Thursday, February 5, 2009

a moment on the lips, forever on the hips (is okay by me).

In case you were wondering (and apparently I need to start a food blog & also buy a Digital SLR)...



The menu for last night's dinner party entailed:
-Filet Mignon wrapped in bacon, topped with a Dulchetta Gorgonzola shallot-cream sauce
-Buttermilk fried onion straws
-My secret recipe for garlic smashed potatoes (I stand by firmly that nobody makes better mashed/smashed potatoes than I do)
-Balsamic grilled baby asparagus

Total caloric intake? 1,467,634.



The entire cost of a dinner for six was roughly $100- not including wine. Considering the six of us finished off half a box, three magnums, and a regular 750mL bottle of red in just under 4 hours... the wine probably cost more than the dinner (And not only in price; I may or may not have thrown up my meal.) $100 for an absolutely wonderful dinner for six just blows my mind, and the fact that two first-year (first month, really) culinary students could pull off such a fabulous (and well-timed!) meal makes me the happiest girl in the city. A dinner party like it's 1929 all over again.

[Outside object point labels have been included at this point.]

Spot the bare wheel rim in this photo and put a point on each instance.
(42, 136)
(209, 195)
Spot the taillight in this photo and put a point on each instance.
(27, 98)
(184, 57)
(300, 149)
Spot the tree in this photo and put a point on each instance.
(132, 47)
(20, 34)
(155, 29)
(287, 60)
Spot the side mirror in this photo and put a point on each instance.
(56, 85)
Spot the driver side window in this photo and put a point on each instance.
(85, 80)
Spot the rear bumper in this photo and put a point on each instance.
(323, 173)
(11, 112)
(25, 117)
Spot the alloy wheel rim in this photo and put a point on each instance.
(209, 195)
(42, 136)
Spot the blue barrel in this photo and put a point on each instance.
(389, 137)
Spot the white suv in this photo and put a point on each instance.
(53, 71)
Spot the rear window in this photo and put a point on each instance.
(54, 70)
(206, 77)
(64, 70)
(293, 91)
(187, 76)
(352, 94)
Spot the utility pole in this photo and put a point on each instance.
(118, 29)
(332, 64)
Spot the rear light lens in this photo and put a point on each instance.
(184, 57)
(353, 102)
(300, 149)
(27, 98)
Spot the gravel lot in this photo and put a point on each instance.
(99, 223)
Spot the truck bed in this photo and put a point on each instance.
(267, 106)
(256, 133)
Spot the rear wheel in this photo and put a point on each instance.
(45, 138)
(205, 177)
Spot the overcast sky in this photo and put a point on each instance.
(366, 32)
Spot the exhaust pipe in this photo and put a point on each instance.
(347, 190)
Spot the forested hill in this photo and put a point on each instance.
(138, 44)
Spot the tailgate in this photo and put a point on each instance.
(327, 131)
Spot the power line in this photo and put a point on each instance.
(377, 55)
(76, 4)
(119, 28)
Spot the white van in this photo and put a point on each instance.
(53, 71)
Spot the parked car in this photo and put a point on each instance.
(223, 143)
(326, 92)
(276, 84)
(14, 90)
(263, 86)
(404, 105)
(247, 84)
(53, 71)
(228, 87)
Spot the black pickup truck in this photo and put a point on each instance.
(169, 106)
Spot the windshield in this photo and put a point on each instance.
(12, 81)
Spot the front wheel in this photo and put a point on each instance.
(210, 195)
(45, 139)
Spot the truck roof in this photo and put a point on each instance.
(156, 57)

The filet itself we bought at St. Lawrence market. The cost of seven pre-bacon-wrapped-filets? $33. We grilled them off & then roasted them in a hot cast iron skillet.. in hot duck fat. Not only did we get the beautiful grill marks of a BBQ on my Breville panini grill, but roasting steaks after a quick sear always gives you the perfect pink centre; something my dad would tell me after his prerequisite post-BBQ margerita(s).

As for the sides, we made up the gorgonzola sauce. Obviously blue cheese is delicious in absolutely any form, but you can't really go wrong when combining it with about eighty thousand other forms of fat. Two shallots, a ton of butter to sweat them in, 35% heavy cream, and one $10 block of gorg resulted in fucking H-E-A-V-E-N. The asparagus we blanched, marinated in balsamic vinegar, and then grilled last-minute while the steaks were roasting off.

For the onion straws, I adapted this recipe from memory. I also took a little from the onion ring recipe I used for this epic dinner that I took from Anthony Sedlak's The Main. They turned out so well that I was surprised when I went to clean the kitchen this morning that my overnight guest didn't grab the rest to take on the streetcar to work, he loved them so much.

I'd give you my secret recipe for the best roasted garlic mashed potatoes in the world, but I'm afraid I've simply got to go eat the leftovers.